O proprietário da fazenda, Antônio Celso Pantalena, disse, por telefone, que orientou os funcionários a evitarem confusão. Acrescentou que tomou conhecimento do interesse pela imprensa e que não sabe ainda que postura adotará em relação à invasão.
De acordo com o líder regional do MST, Cledson Mendes, cerca de 30 famílias, provenientes do acampamento Taquaruçu, vão acampar em uma área próxima da sede da fazenda. Mendes acrescentou que a intenção inicial era ocupar a sede da propriedade, mas que o proprietário lhe ofereceu como alternativa uma área de 2 alqueires já gradeada, onde os sem-terra farão o plantio de culturas de subsistência. O líder do MST disse ainda que o proprietário garantiu que não entrará com o pedido de reintegração de posse.

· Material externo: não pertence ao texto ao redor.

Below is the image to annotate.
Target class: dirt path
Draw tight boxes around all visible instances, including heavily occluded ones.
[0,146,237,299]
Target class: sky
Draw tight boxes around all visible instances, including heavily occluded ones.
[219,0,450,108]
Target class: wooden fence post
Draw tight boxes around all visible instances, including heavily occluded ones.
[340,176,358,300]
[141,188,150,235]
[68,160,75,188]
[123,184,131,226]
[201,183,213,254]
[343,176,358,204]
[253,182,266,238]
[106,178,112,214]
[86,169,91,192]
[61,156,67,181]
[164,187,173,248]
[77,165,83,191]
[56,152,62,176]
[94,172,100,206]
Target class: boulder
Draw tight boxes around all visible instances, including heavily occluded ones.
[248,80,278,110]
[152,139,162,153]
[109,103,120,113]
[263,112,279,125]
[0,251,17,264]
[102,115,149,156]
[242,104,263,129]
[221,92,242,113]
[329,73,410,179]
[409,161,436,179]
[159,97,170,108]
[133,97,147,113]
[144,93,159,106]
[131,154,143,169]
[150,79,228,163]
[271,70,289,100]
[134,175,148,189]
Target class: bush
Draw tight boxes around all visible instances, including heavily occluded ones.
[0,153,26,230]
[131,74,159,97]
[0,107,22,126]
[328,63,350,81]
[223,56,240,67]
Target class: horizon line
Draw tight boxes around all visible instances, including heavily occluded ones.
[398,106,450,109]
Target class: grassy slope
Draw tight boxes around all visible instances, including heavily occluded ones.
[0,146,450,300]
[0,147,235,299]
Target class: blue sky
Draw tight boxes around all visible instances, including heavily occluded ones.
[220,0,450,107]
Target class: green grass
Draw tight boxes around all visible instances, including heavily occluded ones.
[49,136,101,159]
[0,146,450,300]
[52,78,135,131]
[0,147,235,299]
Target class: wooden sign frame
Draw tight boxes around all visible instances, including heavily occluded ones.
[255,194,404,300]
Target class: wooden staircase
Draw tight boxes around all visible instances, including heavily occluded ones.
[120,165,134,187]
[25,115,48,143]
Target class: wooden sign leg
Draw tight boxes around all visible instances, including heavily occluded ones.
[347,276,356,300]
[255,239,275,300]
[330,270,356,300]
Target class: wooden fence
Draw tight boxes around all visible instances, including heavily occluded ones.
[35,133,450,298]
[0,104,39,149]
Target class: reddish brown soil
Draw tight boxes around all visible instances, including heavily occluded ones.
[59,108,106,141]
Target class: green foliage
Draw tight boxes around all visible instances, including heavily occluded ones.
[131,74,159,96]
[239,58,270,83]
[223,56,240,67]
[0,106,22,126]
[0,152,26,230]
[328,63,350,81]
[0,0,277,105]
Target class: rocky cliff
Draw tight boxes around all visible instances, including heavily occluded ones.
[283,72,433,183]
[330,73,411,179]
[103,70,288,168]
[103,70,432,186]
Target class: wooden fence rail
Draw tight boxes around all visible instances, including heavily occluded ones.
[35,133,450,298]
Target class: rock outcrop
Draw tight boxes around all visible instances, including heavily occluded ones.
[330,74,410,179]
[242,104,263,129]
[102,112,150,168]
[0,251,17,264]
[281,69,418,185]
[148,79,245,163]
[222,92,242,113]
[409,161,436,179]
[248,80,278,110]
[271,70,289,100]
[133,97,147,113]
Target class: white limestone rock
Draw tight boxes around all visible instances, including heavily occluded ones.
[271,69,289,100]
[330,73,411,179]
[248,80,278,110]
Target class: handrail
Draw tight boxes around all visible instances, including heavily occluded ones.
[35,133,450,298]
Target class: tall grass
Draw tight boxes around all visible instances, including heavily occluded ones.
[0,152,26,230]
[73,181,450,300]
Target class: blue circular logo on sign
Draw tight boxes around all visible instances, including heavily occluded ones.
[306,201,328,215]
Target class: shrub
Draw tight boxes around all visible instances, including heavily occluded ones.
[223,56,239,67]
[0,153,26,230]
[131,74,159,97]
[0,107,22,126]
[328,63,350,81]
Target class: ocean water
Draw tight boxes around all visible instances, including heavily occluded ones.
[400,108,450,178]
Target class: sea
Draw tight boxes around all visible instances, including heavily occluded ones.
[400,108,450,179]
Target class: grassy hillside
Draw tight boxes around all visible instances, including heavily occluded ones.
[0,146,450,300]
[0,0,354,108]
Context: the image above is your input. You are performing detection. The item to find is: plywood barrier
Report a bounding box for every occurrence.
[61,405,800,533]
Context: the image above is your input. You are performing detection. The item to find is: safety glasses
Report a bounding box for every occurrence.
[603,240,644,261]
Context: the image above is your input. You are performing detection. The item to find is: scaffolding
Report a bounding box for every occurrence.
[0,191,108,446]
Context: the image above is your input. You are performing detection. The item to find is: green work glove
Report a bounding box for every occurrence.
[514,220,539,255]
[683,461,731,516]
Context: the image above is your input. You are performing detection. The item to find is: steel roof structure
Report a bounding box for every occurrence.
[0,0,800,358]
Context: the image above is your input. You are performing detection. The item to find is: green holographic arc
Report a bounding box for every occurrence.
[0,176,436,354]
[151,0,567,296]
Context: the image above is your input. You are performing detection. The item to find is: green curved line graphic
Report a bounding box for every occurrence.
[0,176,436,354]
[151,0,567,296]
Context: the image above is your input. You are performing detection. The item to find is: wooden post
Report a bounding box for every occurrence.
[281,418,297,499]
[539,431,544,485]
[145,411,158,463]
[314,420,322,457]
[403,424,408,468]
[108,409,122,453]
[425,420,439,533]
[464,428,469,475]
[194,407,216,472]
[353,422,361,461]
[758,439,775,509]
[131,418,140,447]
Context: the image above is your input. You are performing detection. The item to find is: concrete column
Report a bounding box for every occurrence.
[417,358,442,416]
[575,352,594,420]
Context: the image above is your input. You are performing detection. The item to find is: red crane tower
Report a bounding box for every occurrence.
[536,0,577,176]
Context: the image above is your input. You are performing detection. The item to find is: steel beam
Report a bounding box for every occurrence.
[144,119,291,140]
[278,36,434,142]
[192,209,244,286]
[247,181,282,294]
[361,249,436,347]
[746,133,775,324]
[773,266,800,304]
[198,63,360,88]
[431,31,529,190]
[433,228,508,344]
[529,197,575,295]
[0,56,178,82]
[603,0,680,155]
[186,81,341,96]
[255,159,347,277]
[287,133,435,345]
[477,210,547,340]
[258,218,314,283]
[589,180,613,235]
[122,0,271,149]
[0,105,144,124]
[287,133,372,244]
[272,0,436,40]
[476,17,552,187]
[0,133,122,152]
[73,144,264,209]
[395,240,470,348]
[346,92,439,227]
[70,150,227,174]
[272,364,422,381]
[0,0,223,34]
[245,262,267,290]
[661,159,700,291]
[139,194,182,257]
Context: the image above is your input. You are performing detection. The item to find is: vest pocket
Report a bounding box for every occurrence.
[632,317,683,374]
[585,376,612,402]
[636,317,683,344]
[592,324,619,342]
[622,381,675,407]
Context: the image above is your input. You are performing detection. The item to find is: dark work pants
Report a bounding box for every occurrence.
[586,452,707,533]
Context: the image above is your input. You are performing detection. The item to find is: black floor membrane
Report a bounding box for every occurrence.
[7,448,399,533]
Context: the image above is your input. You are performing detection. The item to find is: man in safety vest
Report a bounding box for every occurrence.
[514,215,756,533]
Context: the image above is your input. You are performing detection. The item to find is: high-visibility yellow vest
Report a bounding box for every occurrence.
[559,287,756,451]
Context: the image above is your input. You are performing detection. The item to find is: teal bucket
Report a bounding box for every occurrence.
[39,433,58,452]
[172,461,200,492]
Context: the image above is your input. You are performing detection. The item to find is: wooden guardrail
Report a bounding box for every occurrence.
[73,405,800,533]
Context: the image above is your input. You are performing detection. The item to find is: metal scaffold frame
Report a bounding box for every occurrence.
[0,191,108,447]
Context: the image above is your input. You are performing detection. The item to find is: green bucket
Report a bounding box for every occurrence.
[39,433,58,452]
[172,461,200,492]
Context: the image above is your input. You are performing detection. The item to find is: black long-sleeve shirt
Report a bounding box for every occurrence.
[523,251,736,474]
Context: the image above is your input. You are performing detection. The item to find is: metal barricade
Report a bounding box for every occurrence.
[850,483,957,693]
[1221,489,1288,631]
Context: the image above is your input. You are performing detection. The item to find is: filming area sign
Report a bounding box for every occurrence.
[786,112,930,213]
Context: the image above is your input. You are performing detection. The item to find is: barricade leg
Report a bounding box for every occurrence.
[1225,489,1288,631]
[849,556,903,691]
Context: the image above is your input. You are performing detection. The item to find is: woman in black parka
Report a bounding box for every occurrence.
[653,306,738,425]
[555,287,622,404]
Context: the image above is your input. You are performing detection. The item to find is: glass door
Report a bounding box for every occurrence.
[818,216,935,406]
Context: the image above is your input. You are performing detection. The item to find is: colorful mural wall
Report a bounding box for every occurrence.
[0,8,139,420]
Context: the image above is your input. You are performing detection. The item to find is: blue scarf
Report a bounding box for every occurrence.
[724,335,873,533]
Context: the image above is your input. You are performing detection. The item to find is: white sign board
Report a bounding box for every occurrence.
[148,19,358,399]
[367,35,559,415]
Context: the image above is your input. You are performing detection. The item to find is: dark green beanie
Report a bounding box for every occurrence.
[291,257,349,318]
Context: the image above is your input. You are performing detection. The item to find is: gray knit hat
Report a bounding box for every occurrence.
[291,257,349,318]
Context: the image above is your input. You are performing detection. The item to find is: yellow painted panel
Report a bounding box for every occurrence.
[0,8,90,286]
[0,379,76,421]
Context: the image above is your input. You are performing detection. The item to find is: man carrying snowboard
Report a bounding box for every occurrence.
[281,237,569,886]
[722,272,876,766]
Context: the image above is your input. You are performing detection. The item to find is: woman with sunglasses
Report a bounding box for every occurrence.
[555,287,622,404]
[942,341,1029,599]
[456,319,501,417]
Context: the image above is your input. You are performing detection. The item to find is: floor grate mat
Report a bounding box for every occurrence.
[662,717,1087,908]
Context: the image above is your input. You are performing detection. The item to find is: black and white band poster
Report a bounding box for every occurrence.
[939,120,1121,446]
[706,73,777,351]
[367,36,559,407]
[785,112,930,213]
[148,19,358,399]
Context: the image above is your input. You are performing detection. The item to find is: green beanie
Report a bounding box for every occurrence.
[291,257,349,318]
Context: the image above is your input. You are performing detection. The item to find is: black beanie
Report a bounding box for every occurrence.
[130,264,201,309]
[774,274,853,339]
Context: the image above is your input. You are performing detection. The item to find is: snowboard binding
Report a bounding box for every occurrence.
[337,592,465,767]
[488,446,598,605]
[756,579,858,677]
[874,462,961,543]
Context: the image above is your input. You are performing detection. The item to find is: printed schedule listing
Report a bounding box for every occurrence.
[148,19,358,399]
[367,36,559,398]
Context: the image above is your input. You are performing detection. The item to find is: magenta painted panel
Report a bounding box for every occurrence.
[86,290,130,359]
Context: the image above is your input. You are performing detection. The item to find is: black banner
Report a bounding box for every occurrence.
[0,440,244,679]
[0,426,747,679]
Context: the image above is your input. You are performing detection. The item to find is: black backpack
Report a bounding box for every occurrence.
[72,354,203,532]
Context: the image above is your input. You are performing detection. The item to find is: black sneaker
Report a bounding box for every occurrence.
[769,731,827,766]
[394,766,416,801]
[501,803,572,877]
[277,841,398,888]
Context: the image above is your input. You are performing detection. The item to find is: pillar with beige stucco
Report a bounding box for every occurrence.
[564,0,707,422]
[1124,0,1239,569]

Segundo o administrador da fazenda, Edmilson Ferreira de Souza, o MST comprometeu-se a não tocar nas 600 cabeças de gado do proprietário. O administrador disse que ele e seu irmão Antônio, que o ajuda a administrar a propriedade, pretendem obter lotes de terra assim que a fazenda for incorporada para a reforma agrária.
Com a invasão, o MST do Pontal considera que marcou mais um ponto na disputa por terras com o Movimento dos Agricultores Sem-Terra (MAST), que começa a acentuar-se na região. O MAST, ligado à central sindical Social Democracia Sindical, foi constituído há poucos meses com a união de 10 movimentos sociais dedicados à luta pela reforma agrária no Pontal do Paranapanema.
José Rainha Júnior formalizou ontem, pela manhã queixa de ameaça, constrangimento ilegal e disparo de arma de fogo, em que teriam sido vítimas sem-terra dos acampamentos Chico mendes e Antônio Conselheiro, nos municípios de Mirante e Sandovalina. Segundo Rainha, entre a tarde de domingo e a manhã de ontem, pessoas não identificadas - mas que ele acredita serem seguranças das fazendas Santa Rita e São Domingos - ocupando uma caminhonete, teriam efetuado diversos disparos para o alto nas proximidades do acampamento Chico Mendes.
Outro grupo, dentro de uma Saveiro, passou pelo assentamento Antônio Conselheiro, usando holofotes para iluminar os barracos. Pela manhã, ocupantes de um Voyage chegaram a parar um ônibus de sem-terra para fazer ameaças e pouco depois repetiram a ação contra um ônibus de passageiros da região.
Rainha advertiu ao delegado de Teorodo Sampaio, Donato Farias de Oliveira e ao comandante da Polícia Militar, capitão Armando Belantani Filho, que estas ações podem provocar reações dos sem-terra. Nunca se sabe se em algum daqueles barracos existe uma espingarda velha, argumentou.